# spoke aging



## rickyd (Dec 30, 2014)

if i want to age spokes and nipples to match an older bike will putting them in vinegar work? do they have to be a specific type as in galvanized etc? thanks rick


----------



## Crazy8 (Dec 30, 2014)

I use vinegar to clean up my spokes and other galvanized parts.  Just cleaned these up yesterday.  Left these in vinegar for 4 days then lightly ran them on the wire wheel, polished them up and this is the result.  Not perfect, which wasn't expected because they were pretty bad, but good enough for my Rollfast prewar project.


----------



## Duchess (Dec 30, 2014)

Salt water will age anything.


----------



## rollfaster (Dec 30, 2014)

Duchess said:


> Salt water will age anything.




I agree. I use a salt water solution to age metal parts. Works great.


----------



## fordmike65 (Dec 30, 2014)

Anyone know how to age new stainless spokes? I have a rusty bike with rusty hubs but lacing to some Velocity Blunts.


----------



## Duck (Dec 30, 2014)

fordmike65 said:


> Anyone know how to age new stainless spokes? I have a rusty bike with rusty hubs but lacing to some Velocity Blunts.

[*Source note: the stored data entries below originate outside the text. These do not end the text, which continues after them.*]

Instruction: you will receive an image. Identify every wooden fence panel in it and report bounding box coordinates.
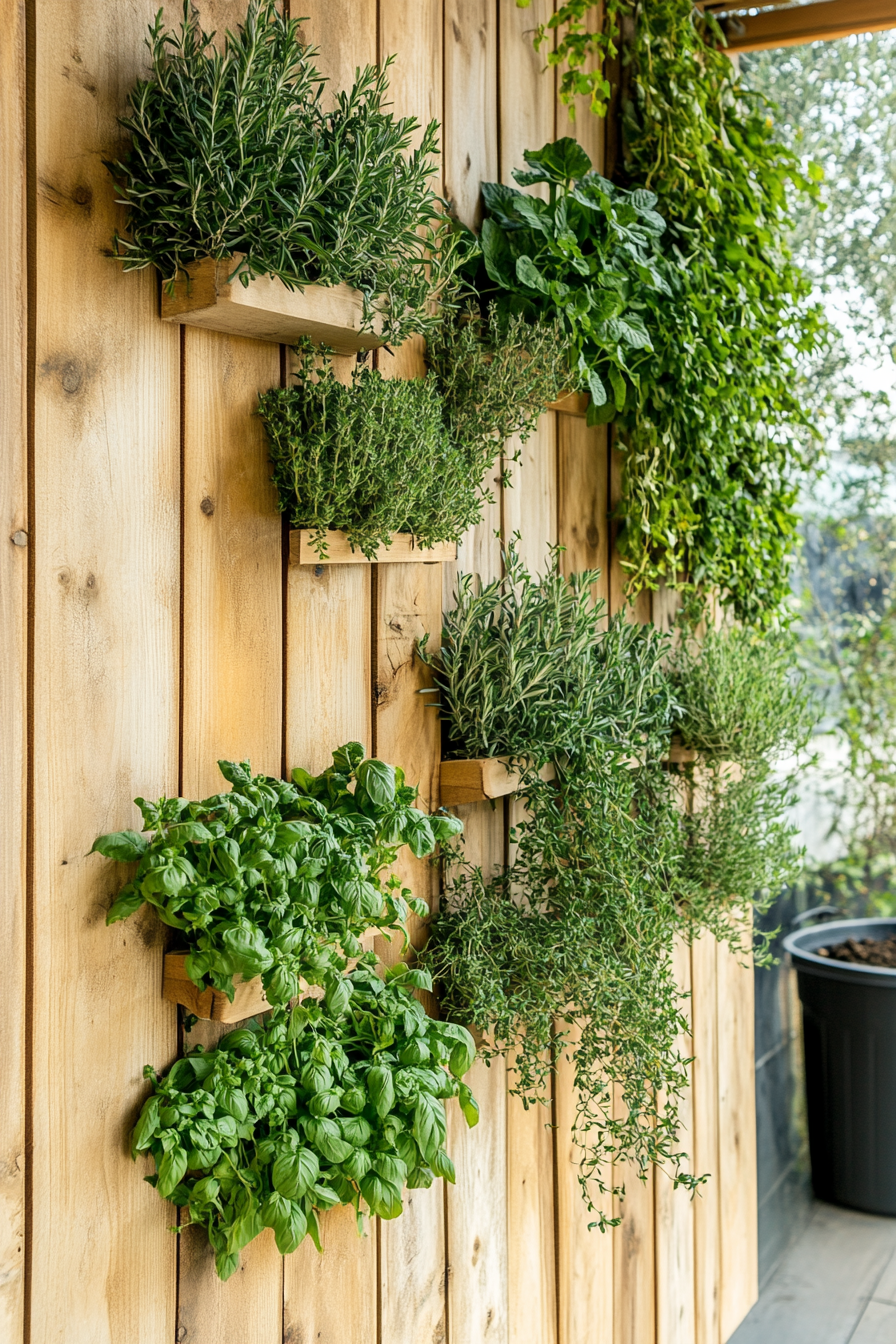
[0,3,27,1337]
[692,935,722,1344]
[656,938,697,1344]
[718,940,759,1340]
[30,3,181,1340]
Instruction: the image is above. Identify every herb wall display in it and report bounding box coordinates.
[515,0,828,626]
[469,138,669,419]
[260,330,569,561]
[420,552,812,1217]
[93,745,476,1278]
[107,1,458,343]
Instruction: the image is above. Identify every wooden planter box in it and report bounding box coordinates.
[163,928,381,1023]
[441,744,699,805]
[547,390,590,417]
[440,757,556,806]
[160,255,384,355]
[289,530,456,566]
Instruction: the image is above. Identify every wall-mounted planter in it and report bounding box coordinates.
[547,390,590,417]
[289,530,457,566]
[160,255,384,355]
[440,757,556,806]
[163,928,381,1022]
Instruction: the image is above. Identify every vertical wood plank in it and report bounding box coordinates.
[613,1155,656,1344]
[31,2,181,1339]
[282,9,380,1341]
[717,939,758,1341]
[692,935,721,1344]
[443,0,502,611]
[558,415,609,603]
[609,440,649,623]
[285,562,372,774]
[502,422,558,576]
[507,1084,556,1344]
[498,0,555,182]
[555,1040,614,1344]
[447,1056,510,1344]
[0,2,27,1336]
[177,326,284,1342]
[655,938,696,1344]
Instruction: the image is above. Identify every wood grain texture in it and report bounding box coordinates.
[555,1033,614,1344]
[181,327,282,797]
[613,1158,656,1344]
[507,1083,556,1344]
[284,1205,376,1344]
[290,530,456,565]
[609,441,650,622]
[560,0,607,172]
[691,934,721,1344]
[444,0,498,228]
[499,0,556,186]
[285,562,372,775]
[178,325,283,1344]
[503,421,558,577]
[0,3,27,1336]
[31,3,181,1339]
[717,938,759,1341]
[558,415,609,607]
[655,938,696,1344]
[447,1056,510,1344]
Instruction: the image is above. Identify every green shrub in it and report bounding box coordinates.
[93,744,462,1007]
[134,963,478,1280]
[106,1,457,343]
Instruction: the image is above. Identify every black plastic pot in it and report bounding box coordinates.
[784,917,896,1216]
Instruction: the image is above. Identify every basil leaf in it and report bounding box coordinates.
[366,1064,395,1119]
[412,1094,446,1165]
[90,830,147,863]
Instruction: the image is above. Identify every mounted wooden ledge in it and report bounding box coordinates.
[289,529,456,566]
[547,390,590,417]
[160,255,384,355]
[440,757,556,806]
[163,928,381,1022]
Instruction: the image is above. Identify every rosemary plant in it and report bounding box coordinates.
[107,1,458,342]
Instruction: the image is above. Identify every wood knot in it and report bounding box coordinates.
[200,496,215,516]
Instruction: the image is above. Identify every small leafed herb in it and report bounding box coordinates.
[134,965,478,1279]
[106,1,458,342]
[92,744,462,1006]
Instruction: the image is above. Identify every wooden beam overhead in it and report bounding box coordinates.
[717,0,896,53]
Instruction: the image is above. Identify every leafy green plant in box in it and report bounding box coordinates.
[260,340,523,561]
[471,137,669,418]
[420,547,696,1221]
[106,1,459,343]
[92,743,462,1007]
[667,625,815,952]
[134,963,478,1279]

 I like my rat's to have bling wheels.


----------



## rustjunkie (Dec 30, 2014)

fordmike65 said:


> Anyone know how to age new stainless spokes? I have a rusty bike with rusty hubs but lacing to some Velocity Blunts.




http://www.sculptnouveau.com/Details.cfm?ProdID=78&category=6

http://www.janapatina.com/otherprocess.htm


----------



## eeapo (Jan 3, 2015)

Spokes on rims is that what they looked like before


----------